Q. I’m employed under the Educational Services (Teachers) Award 2020. I heard the Fair Work Commission increased the wage rates under this award by 4.6% on 1 July. Should my pay have increased?
A. The Fair Work Commission’s decision has increased the minimum rates payable under the award by 4.6%, rather than increasing everyone’s existing rate of pay by 4.6%. If you were receiving a higher rate of pay than the minimum award rate, your employer may not have to increase your pay. However, they must ensure you’re being paid at least the minimum prescribed by the award. Check your current rate of pay against your classification under the award. If you’re being paid less than the current minimum award rate, you should speak to your employer.
Q. As a kinder teacher, what is the difference between the contributions to portable LSL I received in the last two years and what I previously accrued?
A. There is a significant difference in what you accrued prior to 2020 compared to the portable scheme. From January 2020, early childhood employers were required to pay a levy into the central long service leave (LSL) scheme on a quarterly basis. Only what you have accrued after January 2020 is portable, so if you are planning to take LSL and have a balance accrued prior to January 2020, you should consider using this LSL before your portable LSL. This will preserve your portable balance if you change employers.
Q. My service has recently changed hands and I’m being asked to provide evidence of my 30+ years as a preschool director. How do I find this information?
A. Ideally, the best evidence of your service is in a document named a Statement of Service, which you can request at any point during your employment. This usually shows any periods of leave as well as your classification and years of experience. In situations where this is not possible, e.g. your prior employer went into liquidation, you can refer to other records such as contracts of employment and pay slips. Even email records can be persuasive. If you are referring to other documents to summarise your history, it’s best to collate and chronicle them in an easy-to-read format.
Casual Relief Teachers
Q. I’m currently on maternity leave from an ongoing position. I have been doing a few days casual relief teaching this year but no other work since April 2021. If I do not reach 20 days of work, what happens to my VIT registration? If I’m taking a break from teaching, should I let it lapse?
A. Maintaining registration is much better than letting it lapse. There is an option when reregistering with VIT to meet the requirements of 20 days teaching over an extended period to allow for periods of leave. This is referred to as ‘recency of practice’. To continue with full registration, you can tick the box indicating you have taught up to 100 days within the previous five years. If the PD or teaching requirement cannot be met, your alternative is to move to non-practising registration, which precludes the need to meet these requirements.
Q. My disability service has advised me that they do not pay pro rata long service leave even after seven years of service, so if I leave my job before 10 years I will forfeit all my accrued LSL.

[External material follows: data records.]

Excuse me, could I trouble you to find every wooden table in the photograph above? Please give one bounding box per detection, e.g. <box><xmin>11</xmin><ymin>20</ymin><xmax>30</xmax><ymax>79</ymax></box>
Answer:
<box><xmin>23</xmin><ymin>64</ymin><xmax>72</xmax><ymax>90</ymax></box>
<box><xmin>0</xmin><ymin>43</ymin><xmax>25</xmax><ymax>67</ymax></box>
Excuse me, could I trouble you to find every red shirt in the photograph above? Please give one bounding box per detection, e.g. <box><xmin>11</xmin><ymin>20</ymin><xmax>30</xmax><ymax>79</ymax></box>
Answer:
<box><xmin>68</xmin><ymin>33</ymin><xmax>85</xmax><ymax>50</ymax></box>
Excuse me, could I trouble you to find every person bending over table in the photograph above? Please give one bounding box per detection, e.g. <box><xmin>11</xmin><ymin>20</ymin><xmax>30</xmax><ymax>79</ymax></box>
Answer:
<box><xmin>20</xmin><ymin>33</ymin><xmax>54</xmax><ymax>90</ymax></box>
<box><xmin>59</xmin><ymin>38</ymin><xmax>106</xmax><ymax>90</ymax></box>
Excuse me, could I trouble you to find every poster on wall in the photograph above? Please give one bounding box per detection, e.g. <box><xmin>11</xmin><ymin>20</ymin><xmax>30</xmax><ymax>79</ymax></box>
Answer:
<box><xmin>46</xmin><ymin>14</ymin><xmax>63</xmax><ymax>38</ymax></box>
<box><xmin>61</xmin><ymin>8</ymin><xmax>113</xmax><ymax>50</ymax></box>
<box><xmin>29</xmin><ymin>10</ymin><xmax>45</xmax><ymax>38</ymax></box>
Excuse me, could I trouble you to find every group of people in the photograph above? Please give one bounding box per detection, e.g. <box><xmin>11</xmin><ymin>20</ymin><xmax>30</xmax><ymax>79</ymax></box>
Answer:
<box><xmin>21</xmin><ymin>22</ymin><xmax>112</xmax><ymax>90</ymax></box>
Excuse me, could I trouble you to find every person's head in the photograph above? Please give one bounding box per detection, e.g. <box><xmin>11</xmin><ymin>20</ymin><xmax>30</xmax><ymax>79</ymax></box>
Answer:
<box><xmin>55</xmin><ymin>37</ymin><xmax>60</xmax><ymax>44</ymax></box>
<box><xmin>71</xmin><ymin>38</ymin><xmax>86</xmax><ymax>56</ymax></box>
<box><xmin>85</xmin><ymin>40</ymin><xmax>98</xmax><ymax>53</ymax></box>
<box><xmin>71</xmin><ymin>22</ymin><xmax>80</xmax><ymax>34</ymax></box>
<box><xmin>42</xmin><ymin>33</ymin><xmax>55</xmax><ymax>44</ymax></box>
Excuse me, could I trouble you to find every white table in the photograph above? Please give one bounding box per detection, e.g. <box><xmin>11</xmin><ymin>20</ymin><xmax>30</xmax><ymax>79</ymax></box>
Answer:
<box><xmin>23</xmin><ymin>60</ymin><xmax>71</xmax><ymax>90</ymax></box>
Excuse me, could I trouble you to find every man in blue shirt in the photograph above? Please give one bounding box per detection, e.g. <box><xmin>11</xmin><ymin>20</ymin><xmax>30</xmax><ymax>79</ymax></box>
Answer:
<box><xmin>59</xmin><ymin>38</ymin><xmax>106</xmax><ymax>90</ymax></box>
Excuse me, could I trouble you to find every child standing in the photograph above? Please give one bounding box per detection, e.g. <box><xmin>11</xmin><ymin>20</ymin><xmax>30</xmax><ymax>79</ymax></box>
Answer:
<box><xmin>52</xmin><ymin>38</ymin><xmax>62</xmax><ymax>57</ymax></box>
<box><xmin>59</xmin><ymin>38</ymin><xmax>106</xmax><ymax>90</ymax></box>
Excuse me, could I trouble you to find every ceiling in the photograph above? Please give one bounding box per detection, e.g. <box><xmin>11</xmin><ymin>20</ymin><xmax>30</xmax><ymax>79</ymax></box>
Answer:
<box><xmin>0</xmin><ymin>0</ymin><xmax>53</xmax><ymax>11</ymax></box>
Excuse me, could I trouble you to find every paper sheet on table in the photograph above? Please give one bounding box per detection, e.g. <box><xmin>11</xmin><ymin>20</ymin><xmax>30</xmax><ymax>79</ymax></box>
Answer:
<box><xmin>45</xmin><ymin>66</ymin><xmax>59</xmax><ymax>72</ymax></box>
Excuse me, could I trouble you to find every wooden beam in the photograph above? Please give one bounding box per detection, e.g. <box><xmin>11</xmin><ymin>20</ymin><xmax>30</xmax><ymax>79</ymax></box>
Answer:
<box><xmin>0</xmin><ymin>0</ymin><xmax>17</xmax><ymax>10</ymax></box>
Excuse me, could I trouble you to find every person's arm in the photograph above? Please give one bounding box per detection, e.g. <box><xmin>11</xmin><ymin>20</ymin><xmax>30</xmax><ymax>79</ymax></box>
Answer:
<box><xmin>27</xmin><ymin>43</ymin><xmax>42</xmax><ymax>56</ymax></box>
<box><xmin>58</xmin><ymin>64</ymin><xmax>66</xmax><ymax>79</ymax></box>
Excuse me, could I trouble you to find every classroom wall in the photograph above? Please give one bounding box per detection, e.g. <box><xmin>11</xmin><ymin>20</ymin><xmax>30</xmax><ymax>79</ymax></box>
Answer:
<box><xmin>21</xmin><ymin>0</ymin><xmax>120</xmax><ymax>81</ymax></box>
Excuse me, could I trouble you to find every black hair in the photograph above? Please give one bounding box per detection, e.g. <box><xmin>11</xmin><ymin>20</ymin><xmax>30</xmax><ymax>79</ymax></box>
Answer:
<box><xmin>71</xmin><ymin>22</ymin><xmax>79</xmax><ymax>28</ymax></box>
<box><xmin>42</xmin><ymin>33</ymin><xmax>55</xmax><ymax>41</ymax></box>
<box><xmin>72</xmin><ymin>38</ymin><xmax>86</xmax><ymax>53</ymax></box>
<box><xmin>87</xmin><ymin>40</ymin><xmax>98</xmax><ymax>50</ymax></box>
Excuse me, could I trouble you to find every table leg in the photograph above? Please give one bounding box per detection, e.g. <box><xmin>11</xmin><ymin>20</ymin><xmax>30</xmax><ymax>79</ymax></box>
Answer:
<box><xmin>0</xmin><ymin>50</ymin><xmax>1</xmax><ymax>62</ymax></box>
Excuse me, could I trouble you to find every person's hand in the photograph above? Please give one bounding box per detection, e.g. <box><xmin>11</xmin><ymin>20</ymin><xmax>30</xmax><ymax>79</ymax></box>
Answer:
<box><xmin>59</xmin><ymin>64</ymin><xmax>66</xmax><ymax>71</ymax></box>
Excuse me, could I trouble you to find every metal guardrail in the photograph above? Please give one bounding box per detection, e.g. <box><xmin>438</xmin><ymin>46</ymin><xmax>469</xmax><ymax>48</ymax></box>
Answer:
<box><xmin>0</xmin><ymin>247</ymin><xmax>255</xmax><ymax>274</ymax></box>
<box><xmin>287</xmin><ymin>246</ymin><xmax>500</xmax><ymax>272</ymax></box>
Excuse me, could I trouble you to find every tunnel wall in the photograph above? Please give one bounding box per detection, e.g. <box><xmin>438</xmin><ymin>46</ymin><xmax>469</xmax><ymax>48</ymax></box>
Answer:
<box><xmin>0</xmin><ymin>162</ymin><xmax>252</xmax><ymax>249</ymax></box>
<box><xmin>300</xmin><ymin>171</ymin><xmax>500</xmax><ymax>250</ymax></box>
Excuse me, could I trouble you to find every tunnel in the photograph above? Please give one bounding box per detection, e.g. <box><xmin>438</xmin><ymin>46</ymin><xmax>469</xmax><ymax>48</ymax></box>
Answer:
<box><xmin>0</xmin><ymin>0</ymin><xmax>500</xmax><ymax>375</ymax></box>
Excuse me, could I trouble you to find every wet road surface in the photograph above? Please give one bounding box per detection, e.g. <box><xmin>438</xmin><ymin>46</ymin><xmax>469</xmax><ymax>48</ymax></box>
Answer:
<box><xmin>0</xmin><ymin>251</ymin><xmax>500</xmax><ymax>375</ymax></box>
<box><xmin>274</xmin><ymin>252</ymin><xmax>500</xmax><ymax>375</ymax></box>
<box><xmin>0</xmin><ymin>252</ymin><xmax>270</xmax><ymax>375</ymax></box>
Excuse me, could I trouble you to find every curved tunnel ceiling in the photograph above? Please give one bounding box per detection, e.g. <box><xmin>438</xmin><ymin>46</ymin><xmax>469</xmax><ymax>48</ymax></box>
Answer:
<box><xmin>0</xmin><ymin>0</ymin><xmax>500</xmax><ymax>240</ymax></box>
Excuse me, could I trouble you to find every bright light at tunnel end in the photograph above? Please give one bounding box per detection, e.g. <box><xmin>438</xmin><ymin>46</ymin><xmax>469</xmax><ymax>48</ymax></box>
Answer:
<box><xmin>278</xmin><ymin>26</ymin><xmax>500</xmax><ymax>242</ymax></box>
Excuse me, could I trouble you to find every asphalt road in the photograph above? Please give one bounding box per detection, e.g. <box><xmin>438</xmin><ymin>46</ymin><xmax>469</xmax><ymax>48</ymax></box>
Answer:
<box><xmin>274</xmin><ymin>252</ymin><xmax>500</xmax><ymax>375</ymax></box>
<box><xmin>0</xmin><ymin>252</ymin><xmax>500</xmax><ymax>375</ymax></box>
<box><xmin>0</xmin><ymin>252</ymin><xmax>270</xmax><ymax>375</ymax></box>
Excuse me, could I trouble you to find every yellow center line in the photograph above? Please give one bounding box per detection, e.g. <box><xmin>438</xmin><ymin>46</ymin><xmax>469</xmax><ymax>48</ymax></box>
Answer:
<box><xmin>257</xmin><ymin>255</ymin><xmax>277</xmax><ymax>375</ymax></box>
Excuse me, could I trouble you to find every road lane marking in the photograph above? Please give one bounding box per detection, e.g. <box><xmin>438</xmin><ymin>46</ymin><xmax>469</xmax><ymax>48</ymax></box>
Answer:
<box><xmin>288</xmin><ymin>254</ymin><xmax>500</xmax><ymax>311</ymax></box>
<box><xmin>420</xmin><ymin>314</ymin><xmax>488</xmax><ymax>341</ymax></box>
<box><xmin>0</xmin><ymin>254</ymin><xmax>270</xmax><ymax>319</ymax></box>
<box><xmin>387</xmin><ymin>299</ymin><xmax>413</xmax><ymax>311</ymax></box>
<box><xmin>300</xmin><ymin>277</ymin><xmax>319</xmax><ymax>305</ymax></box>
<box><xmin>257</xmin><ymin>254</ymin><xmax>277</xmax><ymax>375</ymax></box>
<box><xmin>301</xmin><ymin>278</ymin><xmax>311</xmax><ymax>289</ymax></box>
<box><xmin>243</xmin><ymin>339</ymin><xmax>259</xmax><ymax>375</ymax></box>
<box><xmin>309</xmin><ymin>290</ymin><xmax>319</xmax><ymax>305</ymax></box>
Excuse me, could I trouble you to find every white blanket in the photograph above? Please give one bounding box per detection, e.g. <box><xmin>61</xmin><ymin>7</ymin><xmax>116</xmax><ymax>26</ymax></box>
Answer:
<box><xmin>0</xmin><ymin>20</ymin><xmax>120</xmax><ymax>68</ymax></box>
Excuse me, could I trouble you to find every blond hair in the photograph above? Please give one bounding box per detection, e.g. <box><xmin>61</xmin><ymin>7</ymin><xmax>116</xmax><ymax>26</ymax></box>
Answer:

A. Almost all Victorian workers have a right to long service leave but, depending on your sector and agreement, that right may be care of the LSL Act 2018, an enterprise agreement, a pre-reform award, or some other industrial instrument. In Victoria, if the relevant award or agreement is silent on long service leave, the LSL Victorian Act 2018 applies in default as the base standard for both the public and private sectors. You may be entitled to payment for service exceeding seven years – however, we would need to review your agreement to offer accurate advice.